Un político, esa rara avis que el viento de la nueva política terminó aquí de llevarse, es alguien que reconoce las diferencias y, por eso, llega a acuerdos, pero también es alguien que conoce las debilidades del adversario, las reales, no las que inventan aprendices de spin doctor, se las recita a la cara y lo deja tocado y, a veces, hundido. Como el PNV cuando se le puso delante su destino clínex, porque ellos mismos se lo han currado. Sánchez no se quiso arriesgar a una humillación como la del debate electoral y dio la espantada, pero no pudo librarse de pasar de la alegre carcajada al bruxismo hipertenso. Mientras tanto, Yolanda, entre tuit y tuit desesperado —¡estamos perdiendo el tiempo!— se achantaba en el banco como una niña castigada a escuchar la lección que no quiere recibir. Sorprende que no se tapara los oídos para no oír el ruido que hizo su castillo de naipes al venirse abajo, ruido leve por la falta de peso.
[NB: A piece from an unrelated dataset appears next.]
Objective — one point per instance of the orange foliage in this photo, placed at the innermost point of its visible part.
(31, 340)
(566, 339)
Pero lo de Díaz es de capítulo aparte: asistimos a la desintegración del personaje que había interpretado con habilidad hasta hace poco tiempo.
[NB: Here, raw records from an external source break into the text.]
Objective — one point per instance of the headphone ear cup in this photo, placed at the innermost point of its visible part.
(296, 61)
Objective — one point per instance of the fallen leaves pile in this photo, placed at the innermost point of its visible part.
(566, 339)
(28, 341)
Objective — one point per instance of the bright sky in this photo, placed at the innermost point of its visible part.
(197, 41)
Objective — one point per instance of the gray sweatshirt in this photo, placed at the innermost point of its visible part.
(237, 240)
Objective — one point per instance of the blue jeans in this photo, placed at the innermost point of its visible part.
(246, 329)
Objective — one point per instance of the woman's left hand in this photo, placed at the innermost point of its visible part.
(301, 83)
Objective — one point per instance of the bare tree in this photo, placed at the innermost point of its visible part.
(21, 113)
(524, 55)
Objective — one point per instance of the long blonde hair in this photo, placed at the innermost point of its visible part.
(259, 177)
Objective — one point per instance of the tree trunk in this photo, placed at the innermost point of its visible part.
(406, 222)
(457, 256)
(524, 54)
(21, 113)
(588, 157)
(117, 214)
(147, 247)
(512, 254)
La aparición de un político en el Congreso fue lo que hizo que con sus altos y bajos, sus posiciones erróneas o discutibles —pondré una, que señaló en el momento el historiador Roberto Villa García: proponer un delito de deslealtad institucional y no la recuperación de la sedición— se pudiera aguantar a pie firme el debate de investidura y diera, incluso, la impresión de que allí, quitando a los más señalados incomparecientes, se estaba en un parlamento. Los socialistas hicieron todo lo posible para que no lo pareciera, como han hecho estos años, cero novedad. Y puede ser que algunos, por no haber visto nunca a un político, no entendieran nada. Pero todavía quedan restos de lo que hubo alguna vez. No hay que dar todo por perdido. Donde aparece un político pueden aparecer más y dejar fuera de juego a criaturas que sólo articulan consignas, maquiavelitos del todo a cien y maniquíes.